The Federal Ministry of Health in Berlin confirmed a corresponding report by Welt am Sonntag on Sunday and stated that the German government, for its part, is also "in intensive exchange" with CureVac. He said there was a "high level of interest" in ensuring that vaccines and active substances against the coronavirus were also developed in Germany and Europe.

CureVac itself could not be reached for comment on Sunday. Just Wednesday of last week, the company’s previous CEO, Daniel Menichella, who had traveled to the White House for corona talks in early March, was replaced as CEO by CureVac founder Ingmar Hoerr. Observers in Tubingen assumed on Sunday that a migration of the company to the U.S. had become rather unlikely with this change.

The German Federal Ministry of Education and Research (BMBF) in Berlin, however, reacted in a huff. That’s because CureVac, which could now possibly sell the rights to its work exclusively to the U.S., is conducting research on Corona thanks in part to financial support from the German government: "Vaccine development is being driven forward in particular through the international vaccine alliance Cepi, which is also co-financed by the German government," a BMBF spokesperson told the taz. "Among others, Cepi has commissioned the company CureVac to develop a vaccine." Just a few days ago, the German government had increased funding for corona research by 140 million euros.

One vaccine for all

Barbel Bas, deputy leader of the SPD parliamentary group in the Bundestag, was correspondingly outraged: "A pandemic is about all people – and not about ‘America first’." If there is a vaccine, it must be available to all, she said.

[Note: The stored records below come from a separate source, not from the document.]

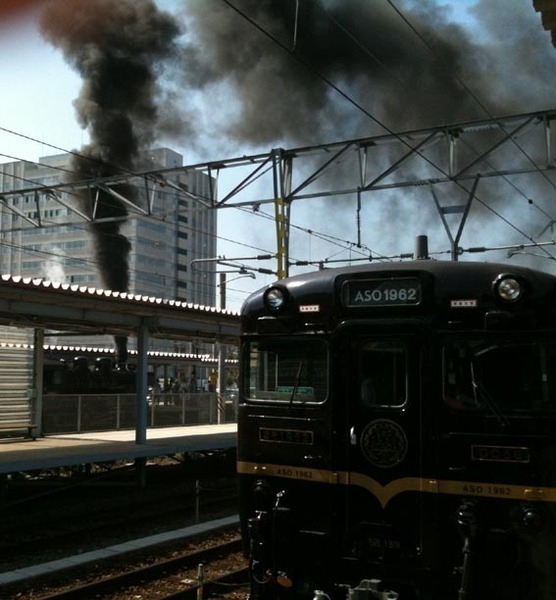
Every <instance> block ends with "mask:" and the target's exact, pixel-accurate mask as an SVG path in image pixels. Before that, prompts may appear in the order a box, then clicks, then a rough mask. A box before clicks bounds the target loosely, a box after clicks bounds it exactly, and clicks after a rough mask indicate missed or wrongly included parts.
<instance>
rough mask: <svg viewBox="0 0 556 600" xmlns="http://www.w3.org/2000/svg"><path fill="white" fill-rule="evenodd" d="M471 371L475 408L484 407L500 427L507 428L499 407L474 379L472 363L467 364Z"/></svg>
mask: <svg viewBox="0 0 556 600" xmlns="http://www.w3.org/2000/svg"><path fill="white" fill-rule="evenodd" d="M469 366H470V370H471V386H472V388H473V397H474V399H475V404H476V406H478V407H479V406H481V404H482V405H486V407H487V408H488V409H489V410H490V412H491V413H492V414H493V415H494V416H495V417H496V420H497V421H498V424H499V425H500V427H507V426H508V425H509V424H510V421H509V419H508V417H506V415H505V414H504V413H503V412H502V409H501V408H500V405H499V404H498V402H496V400H495V399H494V398H493V397H492V396H491V395H490V394H489V393H488V391H487V389H486V388H485V386H484V384H483V382H482V381H477V379H476V378H475V366H474V363H473V361H471V362H470V364H469Z"/></svg>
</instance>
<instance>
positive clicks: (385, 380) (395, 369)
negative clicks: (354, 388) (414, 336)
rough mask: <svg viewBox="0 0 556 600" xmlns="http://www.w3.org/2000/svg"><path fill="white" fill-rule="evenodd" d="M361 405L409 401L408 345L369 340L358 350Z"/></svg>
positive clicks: (403, 401)
mask: <svg viewBox="0 0 556 600" xmlns="http://www.w3.org/2000/svg"><path fill="white" fill-rule="evenodd" d="M359 357H360V358H359V382H360V395H361V405H362V407H363V408H371V407H375V406H378V407H399V406H403V405H404V404H405V403H406V401H407V347H406V345H405V344H404V343H402V342H397V341H392V340H388V341H386V340H385V341H368V342H366V343H364V344H363V346H362V347H361V350H360V353H359Z"/></svg>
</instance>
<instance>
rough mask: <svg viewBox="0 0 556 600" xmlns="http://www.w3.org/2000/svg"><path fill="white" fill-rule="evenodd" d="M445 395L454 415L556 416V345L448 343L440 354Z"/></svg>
mask: <svg viewBox="0 0 556 600" xmlns="http://www.w3.org/2000/svg"><path fill="white" fill-rule="evenodd" d="M443 382H444V386H443V395H444V401H445V403H446V404H447V405H448V406H449V407H450V408H453V409H456V410H479V411H489V412H492V413H495V414H497V415H499V416H500V417H501V418H504V415H505V414H507V413H508V412H512V411H531V410H532V411H544V410H556V344H554V343H549V342H546V341H534V340H531V341H527V342H523V341H519V342H518V341H510V340H506V341H501V340H498V341H491V340H485V339H482V340H480V339H469V340H461V339H460V340H457V341H450V342H448V343H446V344H445V345H444V348H443Z"/></svg>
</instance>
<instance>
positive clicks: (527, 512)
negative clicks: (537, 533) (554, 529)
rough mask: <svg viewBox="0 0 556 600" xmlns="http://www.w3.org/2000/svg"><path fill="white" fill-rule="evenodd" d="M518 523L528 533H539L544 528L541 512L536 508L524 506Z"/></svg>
mask: <svg viewBox="0 0 556 600" xmlns="http://www.w3.org/2000/svg"><path fill="white" fill-rule="evenodd" d="M518 522H519V525H520V527H521V529H522V530H523V531H525V532H527V533H533V534H534V533H539V532H540V531H542V530H543V528H544V519H543V517H542V514H541V512H540V511H539V510H538V509H537V508H536V507H534V506H522V507H521V510H520V513H519V516H518Z"/></svg>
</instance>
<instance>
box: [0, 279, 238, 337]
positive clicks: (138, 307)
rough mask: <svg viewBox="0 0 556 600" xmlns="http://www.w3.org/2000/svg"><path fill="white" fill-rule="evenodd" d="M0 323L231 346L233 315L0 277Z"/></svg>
mask: <svg viewBox="0 0 556 600" xmlns="http://www.w3.org/2000/svg"><path fill="white" fill-rule="evenodd" d="M0 324H1V325H11V326H15V327H25V328H43V329H48V330H58V331H66V332H67V331H71V332H75V333H79V334H83V335H98V334H110V335H121V336H136V335H137V334H138V332H139V330H140V329H143V328H144V327H145V326H146V327H147V330H148V335H149V337H154V338H165V339H174V340H203V341H207V342H220V343H225V344H237V341H238V337H239V314H238V313H237V312H234V311H229V310H222V309H218V308H214V307H206V306H200V305H194V304H191V303H187V302H182V301H178V300H167V299H163V298H155V297H150V296H141V295H135V294H128V293H124V292H112V291H109V290H101V289H96V288H87V287H82V286H78V285H70V284H57V283H52V282H48V281H44V280H40V279H24V278H22V277H13V276H10V275H2V276H1V278H0Z"/></svg>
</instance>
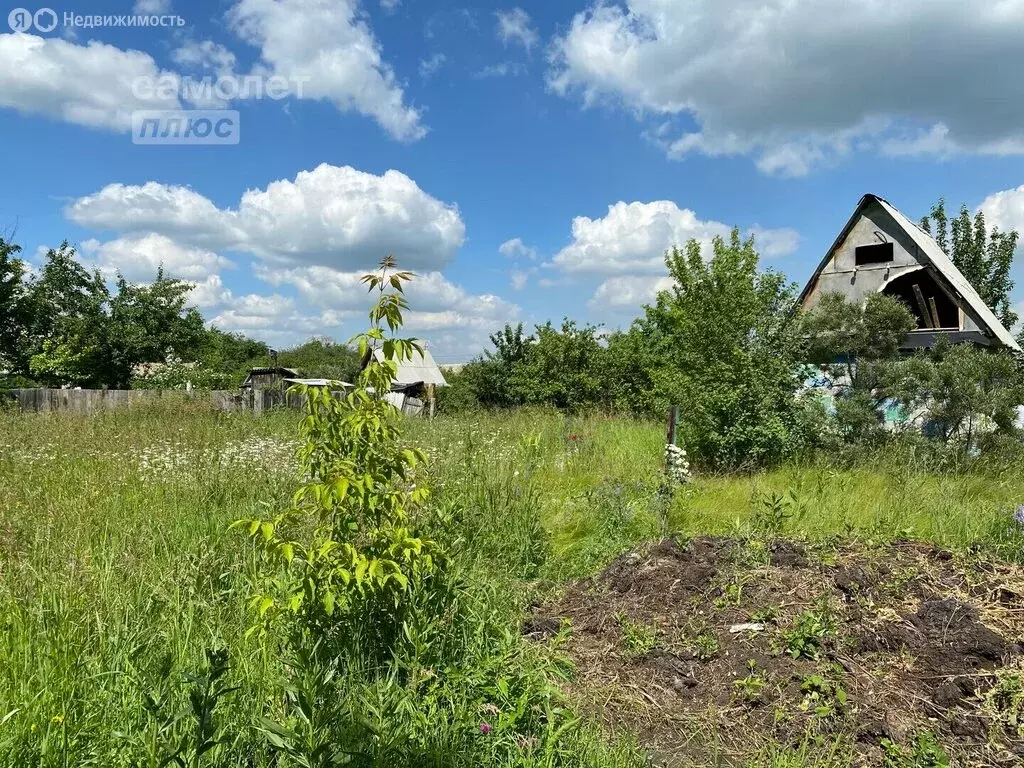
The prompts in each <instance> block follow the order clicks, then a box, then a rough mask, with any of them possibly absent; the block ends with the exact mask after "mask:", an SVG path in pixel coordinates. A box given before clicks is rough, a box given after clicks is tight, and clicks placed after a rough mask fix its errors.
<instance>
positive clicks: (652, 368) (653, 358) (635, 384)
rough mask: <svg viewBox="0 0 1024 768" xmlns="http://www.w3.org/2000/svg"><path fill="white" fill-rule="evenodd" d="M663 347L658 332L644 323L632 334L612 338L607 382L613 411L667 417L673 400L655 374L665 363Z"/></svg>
mask: <svg viewBox="0 0 1024 768" xmlns="http://www.w3.org/2000/svg"><path fill="white" fill-rule="evenodd" d="M662 347H663V342H662V340H660V338H659V336H658V332H657V330H656V329H654V328H651V327H649V325H648V324H645V323H643V322H642V321H641V322H637V323H634V324H633V326H632V327H631V328H630V329H629V330H628V331H616V332H614V333H611V334H609V335H608V337H607V348H606V350H605V354H604V364H603V378H604V384H605V387H606V391H605V398H606V400H607V403H608V406H609V408H611V409H612V410H614V411H617V412H621V413H631V414H634V415H636V416H643V417H652V418H662V417H663V416H665V414H666V412H667V410H668V408H669V404H670V403H669V399H668V397H667V396H666V394H665V393H664V392H662V391H659V390H658V389H657V387H656V386H655V381H654V379H655V377H654V372H655V371H656V370H658V369H659V368H660V367H662V362H663V360H662V359H660V357H659V354H658V349H660V348H662Z"/></svg>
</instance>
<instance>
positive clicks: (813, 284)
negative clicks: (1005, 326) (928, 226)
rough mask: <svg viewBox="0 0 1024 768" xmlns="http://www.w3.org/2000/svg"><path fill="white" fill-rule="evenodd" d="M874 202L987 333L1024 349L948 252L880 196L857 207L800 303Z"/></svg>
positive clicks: (869, 198) (806, 294)
mask: <svg viewBox="0 0 1024 768" xmlns="http://www.w3.org/2000/svg"><path fill="white" fill-rule="evenodd" d="M872 203H873V204H877V205H879V206H881V207H882V209H883V210H884V211H885V212H886V213H888V214H889V215H890V216H891V217H892V219H893V221H895V222H896V225H897V226H899V227H900V228H902V229H903V231H904V232H905V233H906V236H907V237H908V238H910V240H911V241H913V244H914V245H915V246H918V249H919V252H920V253H919V258H920V260H921V263H922V265H923V266H926V267H928V266H931V267H933V268H934V269H935V271H936V272H937V273H938V275H939V276H940V278H941V279H942V280H943V281H944V282H945V283H946V286H947V288H948V289H949V290H950V291H951V292H952V293H953V294H954V296H955V297H956V298H957V299H958V300H959V301H961V302H963V304H964V305H965V306H966V307H969V308H970V309H971V311H972V312H974V314H975V315H976V316H977V317H978V319H979V321H980V322H981V324H982V326H983V327H984V330H985V331H986V332H987V333H989V334H991V335H992V336H994V337H995V338H996V339H997V340H998V341H999V343H1000V344H1002V345H1004V346H1006V347H1009V348H1010V349H1013V350H1015V351H1018V352H1020V351H1021V348H1020V346H1019V345H1018V344H1017V340H1016V339H1014V337H1013V335H1012V334H1011V333H1010V332H1009V331H1008V330H1007V329H1006V328H1005V327H1004V325H1002V324H1001V323H1000V322H999V318H998V317H996V316H995V312H993V311H992V310H991V309H990V308H989V306H988V305H987V304H986V303H985V302H984V301H983V300H982V298H981V296H979V295H978V292H977V291H976V290H975V289H974V286H972V285H971V283H970V281H968V279H967V278H965V276H964V273H963V272H962V271H961V270H959V269H957V268H956V265H955V264H953V262H952V259H950V258H949V257H948V256H947V255H946V253H945V251H943V250H942V249H941V248H939V244H938V243H936V242H935V239H934V238H933V237H932V236H930V234H929V233H928V232H926V231H925V230H924V229H922V228H921V227H920V226H919V225H918V224H915V223H914V222H912V221H911V220H910V219H908V218H907V217H906V216H904V215H903V214H902V213H900V211H899V210H898V209H897V208H896V206H894V205H893V204H892V203H890V202H889V201H888V200H885V199H884V198H880V197H878V196H877V195H865V196H864V197H863V198H861V199H860V203H858V204H857V209H856V210H855V211H854V212H853V215H852V216H851V217H850V220H849V221H848V222H847V224H846V226H845V227H843V231H841V232H840V234H839V237H838V238H837V239H836V242H835V243H834V244H833V246H831V248H829V249H828V252H827V253H826V254H825V256H824V258H823V259H822V260H821V263H820V264H818V266H817V268H816V269H815V270H814V274H812V275H811V279H810V280H809V281H808V282H807V286H806V287H805V288H804V291H803V293H802V294H801V295H800V303H801V304H803V302H804V300H805V299H806V298H807V295H808V294H809V293H810V292H811V291H812V290H813V289H814V285H815V283H816V282H817V278H818V275H819V274H820V273H821V271H822V270H823V269H824V268H825V267H826V266H827V265H828V263H829V261H831V258H833V256H834V255H835V253H836V251H837V250H838V249H839V247H840V246H842V245H843V243H844V242H845V241H846V239H847V236H849V233H850V230H851V229H852V228H853V226H854V225H855V224H856V223H857V221H858V220H859V219H860V216H861V215H862V214H863V212H864V209H865V208H867V207H868V206H869V205H871V204H872Z"/></svg>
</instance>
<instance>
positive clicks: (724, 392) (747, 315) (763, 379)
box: [639, 229, 802, 468]
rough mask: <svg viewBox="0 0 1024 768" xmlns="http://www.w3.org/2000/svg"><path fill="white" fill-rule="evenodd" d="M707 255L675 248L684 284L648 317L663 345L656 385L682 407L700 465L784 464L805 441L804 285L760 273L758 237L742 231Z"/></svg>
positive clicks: (659, 294) (649, 309) (776, 272)
mask: <svg viewBox="0 0 1024 768" xmlns="http://www.w3.org/2000/svg"><path fill="white" fill-rule="evenodd" d="M703 256H705V255H703V253H702V252H701V247H700V244H699V243H698V242H696V241H690V242H689V243H687V245H686V248H685V250H683V251H680V250H679V249H676V248H674V249H673V250H672V251H671V252H669V253H668V254H667V256H666V263H667V265H668V267H669V273H670V274H671V276H672V279H673V281H674V283H675V285H674V286H673V287H672V288H671V289H669V290H668V291H663V292H660V293H659V294H658V295H657V299H656V301H655V303H654V304H653V305H651V306H648V307H645V316H644V318H642V319H641V321H639V323H640V328H641V329H642V330H643V331H644V332H645V333H644V336H646V337H648V338H650V339H652V340H653V341H654V343H655V344H656V347H655V348H654V350H653V351H655V352H656V355H655V359H656V364H655V365H656V368H655V369H654V370H653V371H652V373H651V377H652V381H653V382H654V387H655V388H656V389H657V390H658V391H659V392H662V393H663V394H664V395H665V397H666V399H667V400H668V401H670V402H673V403H675V404H679V406H681V407H682V408H681V415H680V426H681V432H682V435H683V440H684V442H685V445H686V447H687V450H688V451H689V452H690V454H691V455H692V456H693V457H694V458H695V459H696V460H697V461H700V462H703V463H706V464H708V465H713V466H717V467H728V468H735V467H752V466H758V465H763V464H768V463H773V462H776V461H778V460H780V459H782V458H783V457H784V456H786V455H787V454H788V453H790V452H791V451H793V450H794V449H795V447H796V445H797V444H798V442H799V440H800V429H799V423H800V414H799V412H800V403H799V402H798V400H797V398H796V390H797V388H798V386H799V385H800V383H801V381H800V378H801V377H800V362H801V357H802V353H801V346H800V339H799V335H798V333H797V331H798V323H797V315H796V296H797V291H796V286H795V285H793V284H790V283H787V282H786V280H785V278H784V276H783V275H782V274H780V273H778V272H774V271H765V272H761V271H759V270H758V266H759V256H758V252H757V250H756V249H755V245H754V240H753V239H748V240H745V241H741V240H740V237H739V231H738V229H733V231H732V234H731V236H730V238H729V240H725V239H723V238H716V239H715V240H714V242H713V244H712V253H711V258H710V259H708V260H706V259H705V257H703Z"/></svg>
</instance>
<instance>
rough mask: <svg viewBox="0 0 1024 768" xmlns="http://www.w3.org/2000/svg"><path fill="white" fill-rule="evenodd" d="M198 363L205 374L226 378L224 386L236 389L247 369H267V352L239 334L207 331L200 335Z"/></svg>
mask: <svg viewBox="0 0 1024 768" xmlns="http://www.w3.org/2000/svg"><path fill="white" fill-rule="evenodd" d="M199 361H200V362H202V365H203V368H204V369H206V370H207V371H210V372H212V373H217V374H222V375H224V376H226V377H227V381H226V386H228V387H229V386H237V385H239V384H241V383H242V381H243V379H245V377H246V374H248V373H249V370H250V369H251V368H253V367H255V366H257V365H264V366H265V365H269V361H270V348H269V347H268V346H267V345H266V344H265V343H264V342H262V341H256V340H255V339H250V338H248V337H247V336H244V335H243V334H240V333H227V332H225V331H221V330H220V329H218V328H211V329H209V330H208V331H207V333H206V334H205V335H204V338H203V346H202V349H201V350H200V355H199Z"/></svg>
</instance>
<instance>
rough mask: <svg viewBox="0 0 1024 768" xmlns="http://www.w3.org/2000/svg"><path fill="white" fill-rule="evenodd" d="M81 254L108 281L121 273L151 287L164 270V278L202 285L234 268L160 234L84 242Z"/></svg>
mask: <svg viewBox="0 0 1024 768" xmlns="http://www.w3.org/2000/svg"><path fill="white" fill-rule="evenodd" d="M81 252H82V254H83V255H84V256H85V257H86V259H87V260H88V261H89V262H91V263H90V266H94V267H95V268H96V269H99V271H100V272H102V273H103V274H104V275H105V276H108V278H113V276H114V275H115V274H117V273H118V272H120V273H121V274H123V275H124V276H125V279H126V280H128V281H130V282H133V283H150V282H152V281H153V280H154V279H155V278H156V275H157V270H158V269H159V268H160V267H161V266H163V268H164V275H165V276H167V278H176V279H178V280H183V281H186V282H197V281H199V282H203V281H206V280H207V279H209V278H211V276H213V275H216V274H217V273H218V272H219V271H220V270H221V269H226V268H230V267H232V266H234V264H233V263H232V262H231V261H229V260H228V259H226V258H224V257H223V256H220V255H218V254H216V253H214V252H213V251H208V250H206V249H202V248H191V247H187V246H181V245H178V244H177V243H175V242H174V241H172V240H171V239H170V238H167V237H164V236H163V234H154V233H150V234H144V236H141V237H127V238H118V239H117V240H112V241H108V242H105V243H100V242H99V241H97V240H87V241H85V242H84V243H82V246H81Z"/></svg>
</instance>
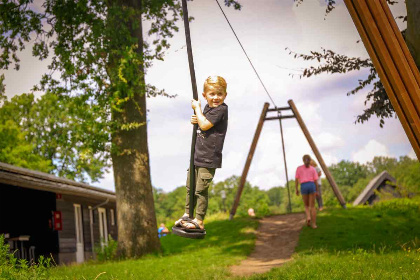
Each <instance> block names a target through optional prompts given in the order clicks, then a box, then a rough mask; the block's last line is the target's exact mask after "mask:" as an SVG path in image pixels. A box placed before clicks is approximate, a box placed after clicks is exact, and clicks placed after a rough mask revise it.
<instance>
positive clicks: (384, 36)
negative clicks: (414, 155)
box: [344, 0, 420, 159]
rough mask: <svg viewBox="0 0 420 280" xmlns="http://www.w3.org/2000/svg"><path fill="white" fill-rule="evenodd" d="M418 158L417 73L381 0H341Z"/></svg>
mask: <svg viewBox="0 0 420 280" xmlns="http://www.w3.org/2000/svg"><path fill="white" fill-rule="evenodd" d="M344 2H345V3H346V6H347V8H348V10H349V13H350V15H351V16H352V18H353V22H354V23H355V26H356V28H357V30H358V31H359V34H360V36H361V38H362V41H363V43H364V45H365V47H366V50H367V51H368V53H369V55H370V57H371V59H372V62H373V64H374V65H375V68H376V70H377V72H378V75H379V77H380V79H381V82H382V84H383V85H384V88H385V90H386V92H387V94H388V97H389V100H390V102H391V104H392V106H393V107H394V109H395V112H396V114H397V116H398V118H399V119H400V122H401V124H402V126H403V128H404V130H405V132H406V134H407V137H408V139H409V141H410V143H411V145H412V147H413V149H414V151H415V153H416V155H417V158H418V159H420V73H419V71H418V69H417V67H416V65H415V63H414V60H413V58H412V56H411V54H410V53H409V51H408V48H407V46H406V44H405V42H404V39H403V37H402V35H401V32H400V31H399V30H398V27H397V25H396V23H395V20H394V18H393V16H392V13H391V11H390V10H389V7H388V5H387V4H386V2H385V0H369V1H367V0H344Z"/></svg>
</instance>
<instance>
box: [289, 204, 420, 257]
mask: <svg viewBox="0 0 420 280" xmlns="http://www.w3.org/2000/svg"><path fill="white" fill-rule="evenodd" d="M413 210H414V211H413ZM417 210H418V209H417ZM318 217H319V218H318V221H317V224H318V229H316V230H312V229H310V228H306V227H305V228H304V229H303V230H302V232H301V235H300V238H299V244H298V247H297V248H296V252H297V253H299V254H314V253H318V252H320V251H323V252H329V253H336V252H337V251H343V252H348V251H350V252H351V251H355V250H360V249H363V250H366V251H370V252H373V251H374V252H377V253H387V252H390V251H399V250H401V246H402V245H403V244H404V243H407V242H410V241H412V240H414V239H415V238H416V237H417V238H418V237H419V236H420V215H419V213H418V212H417V213H416V209H405V210H404V209H402V210H395V211H392V210H389V209H380V208H379V209H377V208H375V207H361V208H350V209H347V210H344V209H338V208H337V209H329V210H328V211H325V212H323V213H321V214H319V216H318Z"/></svg>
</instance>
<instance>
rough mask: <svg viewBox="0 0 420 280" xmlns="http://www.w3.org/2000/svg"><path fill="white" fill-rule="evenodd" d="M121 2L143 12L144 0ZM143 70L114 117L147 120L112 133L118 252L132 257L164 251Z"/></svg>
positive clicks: (128, 123) (119, 122) (114, 118)
mask: <svg viewBox="0 0 420 280" xmlns="http://www.w3.org/2000/svg"><path fill="white" fill-rule="evenodd" d="M118 2H119V3H120V4H121V5H125V6H129V7H131V8H135V9H136V10H137V11H141V6H140V5H141V1H135V0H122V1H121V0H120V1H118ZM139 17H140V18H139ZM133 20H134V19H133ZM133 20H129V21H128V24H129V25H130V30H131V33H132V34H131V35H132V37H134V38H137V43H138V46H139V47H138V49H137V51H138V52H139V53H140V54H143V35H142V26H141V24H142V23H141V15H140V13H139V15H138V16H137V23H135V24H133ZM136 25H137V26H136ZM140 73H141V75H142V80H143V85H142V86H140V88H136V91H135V92H136V93H135V95H134V98H133V99H130V100H129V101H127V102H125V103H124V105H123V107H122V111H121V112H118V111H115V110H114V111H113V112H112V117H113V120H114V121H116V122H117V123H118V124H129V123H143V125H142V126H140V127H138V128H135V129H129V130H121V129H120V128H117V130H116V131H115V132H113V134H112V143H113V145H114V146H115V147H116V150H115V151H113V152H112V162H113V170H114V178H115V189H116V196H117V217H118V252H119V255H120V256H123V257H128V258H132V257H139V256H141V255H144V254H147V253H151V252H156V251H158V250H160V242H159V238H158V235H157V223H156V216H155V208H154V202H153V191H152V185H151V181H150V166H149V150H148V144H147V123H146V112H147V109H146V94H145V86H144V68H143V67H141V69H140Z"/></svg>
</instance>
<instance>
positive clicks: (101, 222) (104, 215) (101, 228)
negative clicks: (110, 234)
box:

But it is doubtful whether this can be achieved in the near future. Because as fast-paced as research into vaccines is, one thing is certain: how many people a vaccine can ultimately be made available to will depend not only on its successful development, but above all on the subsequent production capacities.

According to the World Health Organization, 37 vaccine projects have been launched worldwide against the coronavirus alone – a record. CureVac is one of them. It is hoped that the first approvals could come as early as 2021. By then, successful candidates would have to have proven that they are tolerable, have an immunizing effect and actually offer reliable protection.

The production site counts

The subsequent manufacturing process, however, varies widely, depending on whether the vaccines are live vaccines with vector viruses, dead vaccines with viral proteins, or gene-based vaccines based on mRNA.

This means that a vaccine can only be manufactured in production facilities that are suitable for it – and not arbitrarily elsewhere. "I hope there will be more than one vaccine," says Klaus Cichutek, president of the Paul Ehrlich Institute, which is responsible for approving vaccines. "Monopolization would not do us any good."